Coesão, estilo e intencionalidade


Jacarta abria as suas páginas na noite e a diferença de fuso horário mantinha-me as pupilas dilatadas. Olhos abertos pelo cansaço da viagem de Londres para Kuala Lumpur, na Malásia, e depois... depois para a indefinição, Jacarta.
"Camões" só me acompanhou até Londres. A partir daí deixou-me entregue a esse legado infinito. Nas treze horas seguintes, enquanto o Jumbo rasgava as altitudes, só me ouvia a mim próprio a sussurrar o português. Nem uma palavra na língua que um dia cruzou oceanos e povoou o mundo. A língua - que um dia aportou em águas límpidas de corais multicolores e deixou marcas arrastadas pelos séculos - tinha ficado para trás. Senti ali, no longo caminho de virtudes. E ninguém o sabia. Só eu...

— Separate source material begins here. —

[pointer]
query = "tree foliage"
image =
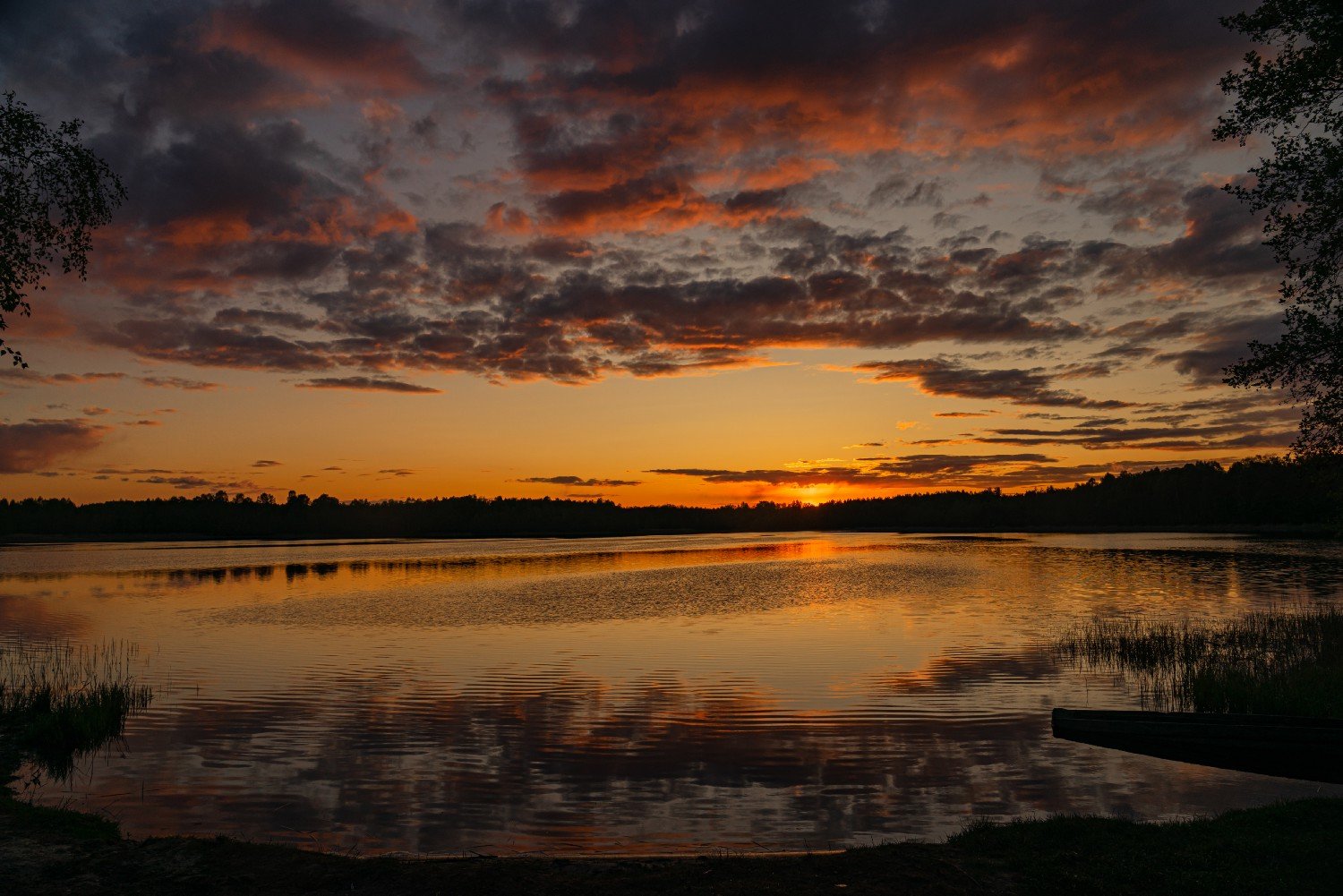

VELADAS, Antônio. Timor: terra sentida. Portugal: Publicações Europa-América, 2001. Edição bilíngue.

Você prestou atenção na palavra Camões que aparece no texto? Nesse caso, o substantivo não está fazendo referência ao poeta português, mas a outro conceito: a língua portuguesa (trata-se de um processo metonímico, em que se emprega o falante pela língua falada). O jornalista português Antônio Veladas, a partir do segundo parágrafo, escreve sobre a língua portuguesa. Para isso, ele se vale de várias expressões lexicais para nomeá-la e retomá-la: Camões; o português; na língua que um dia cruzou oceanos e povoou o mundo; a língua -que um dia aportou em águas límpidas de corais multicolores e deixou marcas arrastadas pelos séculos; do tesouro linguístico.

Além do valor estilístico do emprego de alternativas lexicais num texto, a seleção delas pode manifestar posicionamento, sentimento, emoção. No caso do fragmento lido, o jornalista manifesta amor, admiração e respeito pela língua portuguesa, sentimentos evidenciados pelos substantivos selecionados (tesouro) e pela adjetivação (orações adjetivas). Vamos pensar se, ao contrário, as alternativas fossem: língua imposta por colonizadores; carga linguística, a língua - que um dia contaminou outras etc. Que diferença!

O substantivo, como sabemos, designa, nomeia. Isto é, o emprego de um substantivo implica a associação com um conceito a que faz referência. Assim, ao empregar, por exemplo, o substantivo próprio Camões, referimo-nos a um ser, ao conceito desse ser (Luís de Camões). Mas, na montagem de um texto sobre ele, em que teríamos de nomeá-lo constantemente, para não deixar o texto redundante, poderíamos empregar algumas outras designações que o apontam ou descrevem: o maior poeta português, o autor de Os Lusíadas etc. Da mesma forma, ao nos referirmos ao autor do texto anterior, poderíamos empregar Antônio Veladas, o jornalista português, o escritor, o autor de Timor: terra sentida, o jornalista que cobriu a luta pela independência do Timor etc. Essas designações, alternativas lexicais, podem beneficiar um texto: permitem a coesão lexical interna sem perder estilo, pois evitam redundâncias.